The next set of statistics, due out in August, is unlikely to be much cheerier, judging from the drizzle I can see from the office window.
Lager has been hit much harder than ale, and I wouldn't be surprised if top brewery executives are currently in meetings wondering how they can weather-proof their products against future gloomy summers.
Whether these less-than-encouraging figures impact on full-year sales remains to be seen, but I'm sure I'm not the only one hoping for an Indian summer this year.

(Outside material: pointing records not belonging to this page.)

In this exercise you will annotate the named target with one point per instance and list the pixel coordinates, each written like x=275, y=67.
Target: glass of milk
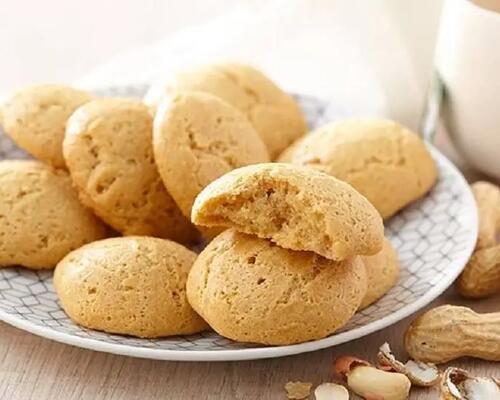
x=468, y=64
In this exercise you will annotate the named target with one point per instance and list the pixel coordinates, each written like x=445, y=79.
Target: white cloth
x=369, y=57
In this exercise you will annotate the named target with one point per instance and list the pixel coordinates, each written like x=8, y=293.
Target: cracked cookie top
x=198, y=138
x=250, y=290
x=41, y=219
x=35, y=118
x=129, y=285
x=273, y=113
x=384, y=161
x=109, y=153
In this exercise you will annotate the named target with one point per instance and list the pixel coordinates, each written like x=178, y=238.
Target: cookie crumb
x=298, y=390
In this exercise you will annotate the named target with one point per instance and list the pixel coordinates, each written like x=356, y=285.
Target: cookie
x=129, y=285
x=41, y=219
x=35, y=118
x=109, y=153
x=382, y=270
x=274, y=114
x=198, y=138
x=296, y=207
x=384, y=161
x=250, y=290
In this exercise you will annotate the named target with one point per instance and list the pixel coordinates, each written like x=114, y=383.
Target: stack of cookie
x=118, y=181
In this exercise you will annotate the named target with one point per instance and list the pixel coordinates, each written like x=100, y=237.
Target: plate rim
x=270, y=351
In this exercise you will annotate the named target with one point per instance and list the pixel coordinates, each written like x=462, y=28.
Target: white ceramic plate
x=434, y=238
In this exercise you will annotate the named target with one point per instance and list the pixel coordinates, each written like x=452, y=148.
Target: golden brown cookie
x=296, y=207
x=35, y=118
x=382, y=270
x=274, y=114
x=250, y=290
x=41, y=219
x=109, y=153
x=384, y=161
x=130, y=285
x=197, y=139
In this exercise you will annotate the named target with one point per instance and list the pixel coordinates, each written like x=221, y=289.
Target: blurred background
x=374, y=57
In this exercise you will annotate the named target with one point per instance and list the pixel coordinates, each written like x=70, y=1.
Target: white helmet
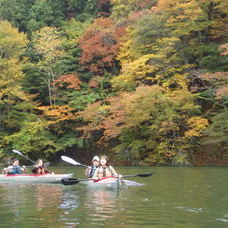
x=96, y=158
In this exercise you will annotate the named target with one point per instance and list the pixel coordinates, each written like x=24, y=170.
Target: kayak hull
x=33, y=178
x=106, y=182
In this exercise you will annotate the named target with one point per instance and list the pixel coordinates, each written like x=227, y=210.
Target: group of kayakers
x=100, y=168
x=15, y=168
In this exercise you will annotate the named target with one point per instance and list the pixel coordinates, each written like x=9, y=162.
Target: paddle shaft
x=71, y=181
x=22, y=155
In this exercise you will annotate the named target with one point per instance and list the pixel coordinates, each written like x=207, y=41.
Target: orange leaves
x=224, y=49
x=100, y=45
x=56, y=114
x=197, y=125
x=69, y=81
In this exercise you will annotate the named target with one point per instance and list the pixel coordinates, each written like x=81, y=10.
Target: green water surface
x=174, y=197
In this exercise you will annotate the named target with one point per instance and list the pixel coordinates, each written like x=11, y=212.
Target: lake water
x=174, y=197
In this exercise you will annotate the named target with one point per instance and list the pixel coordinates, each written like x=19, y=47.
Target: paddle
x=22, y=155
x=71, y=181
x=72, y=161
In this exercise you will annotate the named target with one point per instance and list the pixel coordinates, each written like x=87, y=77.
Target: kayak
x=105, y=182
x=33, y=178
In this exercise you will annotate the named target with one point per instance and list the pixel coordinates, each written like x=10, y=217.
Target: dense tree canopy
x=143, y=81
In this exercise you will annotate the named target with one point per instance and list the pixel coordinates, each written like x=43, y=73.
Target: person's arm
x=95, y=175
x=113, y=171
x=24, y=169
x=87, y=172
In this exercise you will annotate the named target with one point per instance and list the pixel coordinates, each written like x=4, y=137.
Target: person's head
x=15, y=162
x=40, y=162
x=104, y=160
x=96, y=161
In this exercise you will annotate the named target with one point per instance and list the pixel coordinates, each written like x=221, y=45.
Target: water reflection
x=35, y=201
x=102, y=203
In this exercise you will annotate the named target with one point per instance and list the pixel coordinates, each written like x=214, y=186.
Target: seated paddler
x=105, y=169
x=39, y=168
x=90, y=171
x=15, y=168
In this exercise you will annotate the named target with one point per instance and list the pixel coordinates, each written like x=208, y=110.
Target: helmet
x=96, y=158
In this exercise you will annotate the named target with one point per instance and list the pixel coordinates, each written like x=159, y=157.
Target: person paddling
x=15, y=168
x=39, y=168
x=91, y=169
x=105, y=169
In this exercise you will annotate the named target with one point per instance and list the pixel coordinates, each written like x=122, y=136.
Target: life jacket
x=15, y=170
x=92, y=171
x=103, y=171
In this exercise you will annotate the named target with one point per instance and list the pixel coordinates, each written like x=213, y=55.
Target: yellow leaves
x=10, y=78
x=57, y=114
x=135, y=71
x=197, y=125
x=48, y=43
x=12, y=42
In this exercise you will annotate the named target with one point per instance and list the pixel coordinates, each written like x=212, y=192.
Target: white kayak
x=106, y=182
x=33, y=178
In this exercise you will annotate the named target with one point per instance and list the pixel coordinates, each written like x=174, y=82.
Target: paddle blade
x=145, y=174
x=46, y=164
x=69, y=160
x=17, y=152
x=69, y=181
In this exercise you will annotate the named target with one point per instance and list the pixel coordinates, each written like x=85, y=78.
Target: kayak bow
x=33, y=178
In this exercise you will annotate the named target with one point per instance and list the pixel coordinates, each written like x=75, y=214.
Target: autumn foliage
x=100, y=45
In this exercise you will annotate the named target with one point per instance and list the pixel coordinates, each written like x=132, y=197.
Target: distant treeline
x=143, y=81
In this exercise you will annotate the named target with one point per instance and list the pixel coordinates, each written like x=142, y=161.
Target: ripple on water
x=222, y=219
x=191, y=209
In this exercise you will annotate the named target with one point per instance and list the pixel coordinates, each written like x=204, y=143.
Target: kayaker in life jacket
x=105, y=169
x=91, y=170
x=39, y=168
x=15, y=168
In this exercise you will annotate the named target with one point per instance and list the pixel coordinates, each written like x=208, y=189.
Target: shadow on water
x=173, y=197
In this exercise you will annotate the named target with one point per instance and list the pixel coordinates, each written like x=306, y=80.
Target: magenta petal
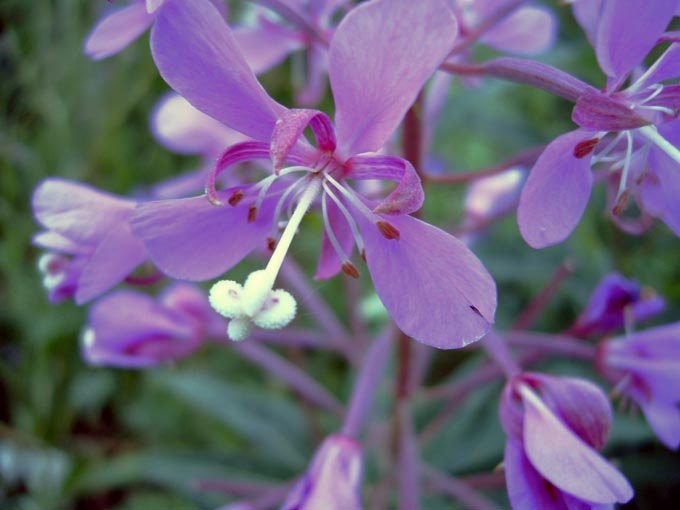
x=433, y=286
x=78, y=212
x=527, y=489
x=527, y=31
x=556, y=192
x=197, y=55
x=617, y=52
x=374, y=89
x=582, y=406
x=182, y=128
x=117, y=30
x=116, y=257
x=191, y=239
x=566, y=461
x=406, y=198
x=664, y=418
x=267, y=45
x=330, y=263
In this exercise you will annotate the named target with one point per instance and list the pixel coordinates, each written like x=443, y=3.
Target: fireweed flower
x=333, y=480
x=183, y=129
x=90, y=247
x=555, y=425
x=133, y=330
x=269, y=42
x=436, y=290
x=616, y=302
x=121, y=27
x=645, y=366
x=632, y=132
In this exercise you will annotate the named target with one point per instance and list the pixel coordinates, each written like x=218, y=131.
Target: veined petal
x=527, y=31
x=266, y=45
x=617, y=52
x=374, y=89
x=78, y=212
x=406, y=198
x=527, y=489
x=565, y=460
x=182, y=128
x=117, y=30
x=191, y=239
x=433, y=286
x=556, y=192
x=198, y=56
x=116, y=257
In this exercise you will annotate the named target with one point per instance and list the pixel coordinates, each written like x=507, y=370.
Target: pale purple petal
x=78, y=212
x=527, y=31
x=556, y=192
x=330, y=263
x=374, y=89
x=527, y=489
x=433, y=286
x=115, y=257
x=406, y=197
x=664, y=418
x=191, y=239
x=266, y=45
x=182, y=128
x=617, y=51
x=117, y=30
x=581, y=405
x=566, y=461
x=197, y=55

It's positive to note the strong sales in wine across the first half of the summer - particularly after the worries in 2006 about the market flattening. While I'm sure the rosé wine boom has helped, I can't help wondering whether mulled wine has been flying off the shelves as shoppers desperately try to warm themselves up.
Sweets leave a sour taste
We've had a couple of letters from Threshers workers over the past few weeks on whether off-licences should sell sweets for, and to, children.
We opened the question up to independent retailers in this issue's Vox Shop (page 3) and had a mixed response.
While no one would deny children's sweets a place in a convenience store or supermarket selling a range of goods, isn't it asking for trouble selling them in a specialist off-licence? There are plenty of more "grown-up" confectionery alternatives.
I'm not having a pop at Threshers - I think the issue is widespread. I would hazard a guess that children who are at home in the off-licence environment are more likely to become teenagers who are comfortable trying to buy alcohol under-age.
The off-trade has made great strides in responsible drinks retailing over the past few years, but this is one issue that needs further debate.
Overreaction is not the answer
The national media has given extensive coverage to comments made by Cheshire chief constable Peter Fahy on drinks shops, binge drinking and violence. Bargain Booze boss Matthew Hughes puts up an excellent defence on page 14. Alcohol has been a hot topic during "silly season" as newspapers scout around for a sniff of a story (something your favourite trade newspaper would never indulge in).
The nationals often forget to balance negative comments with the positives on an industry that is dynamic, creative and makes a significant contribution to the Treasury.